= Gann angles =

Concept in stock market analysis

The Gann angles are named after W. D. Gann, a 20th-century market theorist. Gann described the use of the angles in the stock market in The Basis of My Forecasting Method, a 33-page course written in 1935. The legitimacy of Gann's techniques has been seriously questioned. Calculating a Gann angle is equivalent to finding the derivative of a particular line on a chart in a simple way.

A Gann angle is a straight line on a price chart, giving a fixed relation between time and price. For Gann the most important angle was the line which represented one unit of price for one unit of time, called the 1x1 or the 45° angle.
The value of a commodity or stock following this angle will for example increase by one point per day. Other important angles were the 2x1 (moving up two points per day), the 3x1, the 4x1, the 8x1, and the 16x1.
In addition to these value increases, the corresponding angles for value decrease are just as important.
When several of these angles are drawn in a group, they are often called a Gann fan, which is usually drawn from a price bottom or a price top.
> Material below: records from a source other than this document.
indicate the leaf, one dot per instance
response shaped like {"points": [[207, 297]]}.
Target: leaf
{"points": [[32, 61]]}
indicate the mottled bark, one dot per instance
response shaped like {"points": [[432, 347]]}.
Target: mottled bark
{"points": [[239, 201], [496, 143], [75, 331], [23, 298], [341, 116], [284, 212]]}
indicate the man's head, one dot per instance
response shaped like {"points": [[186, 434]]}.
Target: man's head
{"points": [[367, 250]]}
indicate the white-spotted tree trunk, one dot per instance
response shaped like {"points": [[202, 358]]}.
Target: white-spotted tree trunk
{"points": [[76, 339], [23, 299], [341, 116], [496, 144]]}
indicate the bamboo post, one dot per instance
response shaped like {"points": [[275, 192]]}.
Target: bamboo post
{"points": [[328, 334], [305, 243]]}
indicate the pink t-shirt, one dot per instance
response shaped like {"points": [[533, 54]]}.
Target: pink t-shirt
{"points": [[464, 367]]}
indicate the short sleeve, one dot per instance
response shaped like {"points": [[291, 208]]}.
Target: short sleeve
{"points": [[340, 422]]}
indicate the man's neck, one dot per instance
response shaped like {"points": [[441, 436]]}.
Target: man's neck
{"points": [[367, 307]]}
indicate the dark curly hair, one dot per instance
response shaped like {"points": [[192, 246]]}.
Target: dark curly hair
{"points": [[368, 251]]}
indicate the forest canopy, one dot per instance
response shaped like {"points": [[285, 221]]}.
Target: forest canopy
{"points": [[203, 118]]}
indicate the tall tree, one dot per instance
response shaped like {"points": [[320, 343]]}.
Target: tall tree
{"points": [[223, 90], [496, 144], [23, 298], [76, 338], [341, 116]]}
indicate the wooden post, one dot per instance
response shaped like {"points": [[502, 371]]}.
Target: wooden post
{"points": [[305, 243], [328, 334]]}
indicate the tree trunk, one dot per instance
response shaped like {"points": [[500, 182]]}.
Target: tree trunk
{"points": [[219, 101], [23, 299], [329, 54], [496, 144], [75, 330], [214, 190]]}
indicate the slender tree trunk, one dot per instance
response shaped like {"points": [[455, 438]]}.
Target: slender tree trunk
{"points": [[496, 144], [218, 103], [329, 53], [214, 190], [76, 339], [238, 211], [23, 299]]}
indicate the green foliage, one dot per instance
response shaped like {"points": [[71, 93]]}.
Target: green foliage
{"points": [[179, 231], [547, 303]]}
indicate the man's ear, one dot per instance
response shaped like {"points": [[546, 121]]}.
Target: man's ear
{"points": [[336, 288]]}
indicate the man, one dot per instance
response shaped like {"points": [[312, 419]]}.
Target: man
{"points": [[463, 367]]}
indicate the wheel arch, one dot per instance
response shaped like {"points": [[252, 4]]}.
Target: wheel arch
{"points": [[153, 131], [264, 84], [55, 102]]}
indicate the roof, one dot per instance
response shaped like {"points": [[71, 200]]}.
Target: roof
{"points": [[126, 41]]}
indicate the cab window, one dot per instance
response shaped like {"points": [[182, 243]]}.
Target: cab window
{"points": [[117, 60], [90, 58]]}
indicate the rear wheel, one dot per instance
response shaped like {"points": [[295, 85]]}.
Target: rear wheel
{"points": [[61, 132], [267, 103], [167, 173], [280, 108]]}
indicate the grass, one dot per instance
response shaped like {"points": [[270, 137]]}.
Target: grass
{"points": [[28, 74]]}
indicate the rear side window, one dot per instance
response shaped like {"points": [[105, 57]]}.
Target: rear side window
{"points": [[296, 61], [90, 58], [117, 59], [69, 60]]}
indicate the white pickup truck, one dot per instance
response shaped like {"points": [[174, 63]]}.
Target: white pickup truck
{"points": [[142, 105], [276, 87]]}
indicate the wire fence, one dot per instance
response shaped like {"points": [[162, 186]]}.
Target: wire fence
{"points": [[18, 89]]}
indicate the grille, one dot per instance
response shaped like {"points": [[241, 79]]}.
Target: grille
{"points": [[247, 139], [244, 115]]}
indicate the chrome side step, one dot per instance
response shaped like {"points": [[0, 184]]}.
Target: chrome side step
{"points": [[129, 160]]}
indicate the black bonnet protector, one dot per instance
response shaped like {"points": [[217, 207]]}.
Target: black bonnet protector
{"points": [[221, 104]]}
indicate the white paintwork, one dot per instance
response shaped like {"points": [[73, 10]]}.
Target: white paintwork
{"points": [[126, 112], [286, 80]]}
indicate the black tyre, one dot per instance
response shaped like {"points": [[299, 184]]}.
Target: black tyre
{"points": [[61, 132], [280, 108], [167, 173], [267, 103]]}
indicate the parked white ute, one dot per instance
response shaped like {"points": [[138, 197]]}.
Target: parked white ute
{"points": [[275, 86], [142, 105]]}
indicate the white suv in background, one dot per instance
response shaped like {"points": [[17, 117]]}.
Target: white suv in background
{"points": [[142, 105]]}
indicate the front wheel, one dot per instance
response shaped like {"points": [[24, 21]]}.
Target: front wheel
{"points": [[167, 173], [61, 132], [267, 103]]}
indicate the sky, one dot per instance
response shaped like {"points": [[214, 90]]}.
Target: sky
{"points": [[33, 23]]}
As with other forms of technical analysis of stock price movements, the Gann angle model contradicts the weakest form of the efficient-market hypothesis which states that past price movements cannot be used to forecast future price movements.

== Using Gann angles ==

Gann watched for important tops and bottoms to form on a daily, weekly, or monthly chart and drew his angles from these changes in trend. When the trend is up and the price stays in the space above an ascending angle without breaking below it, the market is strong; when the trend is down and the price remains below a descending angle without breaking above it, the market is weak. The market shows its relative strength or weakness according to the angle it is above or below. For example, if the price is above the 2x1 the market has shown itself to be much more bullish than if it is above the 1x1. In his angles course, Gann argues that when an uptrending price reverses and breaks under an ascending angle, the tendency of the price is to go to the next nearest angle below it; likewise, when a downtrending price reverses and breaks up through a descending angle, the tendency of the price is to go to the next nearest angle above it.

== Question of scale ==

It is not always practical to give the 1x1 a value of 1 point of price for each day, as Gann observed in his course. If, for example, the Dow Jones Industrial Average is trading around 10,000 points, it can be more helpful to apply a scale in which a certain number of points (like 100 or 1,000) is used as the price unit.

Critics note that Gann did not set down rules for such cases and that the positioning of the angles on a chart is therefore entirely arbitrary and not scientific. This may not necessarily invalidate the methods Gann used himself, as it is not known whether he intentionally left some parts undisclosed.